Pilcher's novel September includes the character of Noel Keeling, son of Penelope.

==Awards==
- BBC Big Read top 100 novels (#50) (2003)
- Winner of the Prize for Fiction by the International Catholic Association for Radio and Television (UNDA) - Monte Carlo Television Festival (1990)

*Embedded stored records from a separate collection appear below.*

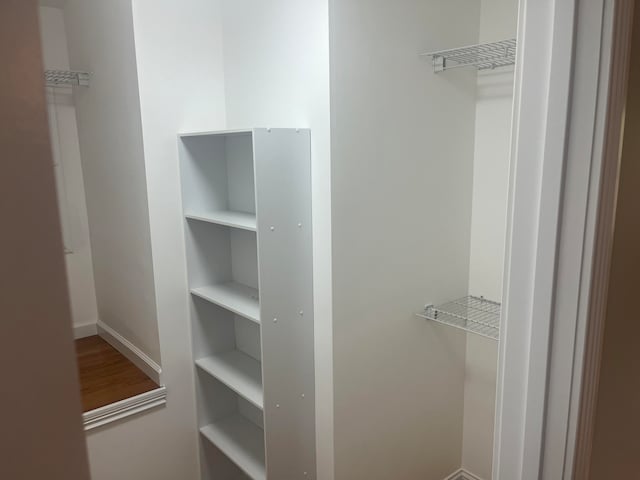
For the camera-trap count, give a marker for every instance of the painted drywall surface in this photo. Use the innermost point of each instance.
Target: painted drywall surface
(276, 67)
(100, 40)
(615, 437)
(66, 154)
(498, 19)
(41, 428)
(402, 155)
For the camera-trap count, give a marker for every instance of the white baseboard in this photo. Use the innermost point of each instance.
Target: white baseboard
(133, 353)
(462, 474)
(85, 330)
(124, 408)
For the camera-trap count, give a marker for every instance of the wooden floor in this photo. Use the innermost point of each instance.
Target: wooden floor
(106, 376)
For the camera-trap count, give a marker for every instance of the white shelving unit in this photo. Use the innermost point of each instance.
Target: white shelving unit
(247, 208)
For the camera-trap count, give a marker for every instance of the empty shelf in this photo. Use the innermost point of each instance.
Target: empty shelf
(241, 441)
(471, 314)
(245, 221)
(240, 372)
(482, 56)
(234, 297)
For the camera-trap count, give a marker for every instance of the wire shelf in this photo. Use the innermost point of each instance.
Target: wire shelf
(483, 56)
(472, 314)
(58, 78)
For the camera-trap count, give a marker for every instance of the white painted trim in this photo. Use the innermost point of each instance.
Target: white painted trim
(542, 76)
(124, 408)
(462, 474)
(133, 353)
(85, 330)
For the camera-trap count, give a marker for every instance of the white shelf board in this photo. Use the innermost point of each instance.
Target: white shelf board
(234, 297)
(242, 220)
(241, 441)
(239, 371)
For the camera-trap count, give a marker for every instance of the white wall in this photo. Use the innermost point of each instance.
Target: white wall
(41, 424)
(66, 155)
(178, 86)
(100, 40)
(402, 153)
(498, 19)
(276, 67)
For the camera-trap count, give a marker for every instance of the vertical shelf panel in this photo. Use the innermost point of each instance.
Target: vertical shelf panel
(283, 197)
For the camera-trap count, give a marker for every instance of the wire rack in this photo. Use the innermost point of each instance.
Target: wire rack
(482, 56)
(472, 314)
(58, 78)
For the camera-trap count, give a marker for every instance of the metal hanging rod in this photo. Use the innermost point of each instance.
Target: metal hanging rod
(59, 78)
(483, 56)
(472, 314)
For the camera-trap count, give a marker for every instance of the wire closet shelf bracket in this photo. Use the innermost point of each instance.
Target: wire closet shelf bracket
(483, 56)
(63, 78)
(475, 315)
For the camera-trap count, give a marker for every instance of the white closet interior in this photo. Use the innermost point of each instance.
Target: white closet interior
(246, 200)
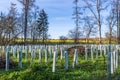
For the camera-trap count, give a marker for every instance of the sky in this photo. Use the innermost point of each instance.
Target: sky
(59, 14)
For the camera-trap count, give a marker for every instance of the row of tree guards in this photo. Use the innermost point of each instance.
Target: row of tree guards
(110, 51)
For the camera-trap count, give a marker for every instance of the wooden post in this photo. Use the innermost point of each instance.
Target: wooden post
(75, 59)
(20, 58)
(109, 67)
(61, 51)
(86, 53)
(91, 52)
(45, 55)
(66, 60)
(54, 62)
(7, 58)
(111, 62)
(40, 56)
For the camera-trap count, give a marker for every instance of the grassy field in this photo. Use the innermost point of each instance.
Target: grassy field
(86, 70)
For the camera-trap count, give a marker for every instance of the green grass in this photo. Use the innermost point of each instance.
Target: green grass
(86, 70)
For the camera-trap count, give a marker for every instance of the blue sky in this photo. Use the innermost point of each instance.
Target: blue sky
(59, 14)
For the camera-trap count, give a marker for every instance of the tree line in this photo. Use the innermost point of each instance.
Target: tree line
(31, 22)
(92, 16)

==Film, TV or theatrical adaptations==

===1989===
This Emmy-nominated television film of the book in the Hallmark Hall of Fame starred Angela Lansbury as Penelope Keeling. Other actors include Anna Carteret, Patricia Hodge and Irene Worth. It was filmed on location in Ibiza, London, Cornwall and the Cotswolds and involved significant changes to Pilcher's original story.

===2005===
The novel was adapted into a stage play by Terence Brady and Charlotte Bingham. The UK tour started in Spring 2006.

===2006===
In 2006 the book was made into a mini-series starring Vanessa Redgrave as Penelope Keeling. It was filmed in Cornwall with scenes shot at St Michael’s Mount, Lamorna, Port Isaac and Prideaux Place at Padstow, directed by Piers Haggard. Other cast members included Sebastian Koch, Maximilian Schell, Victoria Hamilton, and Stephanie Stumph.

==Audio==
The Shell Seekers was also released as an abridged audio book read by Lynn Redgrave. An unabridged audio book, read by Hannah Gordon is also available. Another unabridged version of audio book, read by Barbara Rosenblat, was published by Recorded Books, Inc., in U.S.A. In 2017, Macmillian Audio released an unabridged audiobook read by Hayley Atwell.

The novel was dramatised for BBC Radio 4 in 2024 by Lin Coghlan, starring Emma Fielding as Penelope and narrated by Jessica Turner.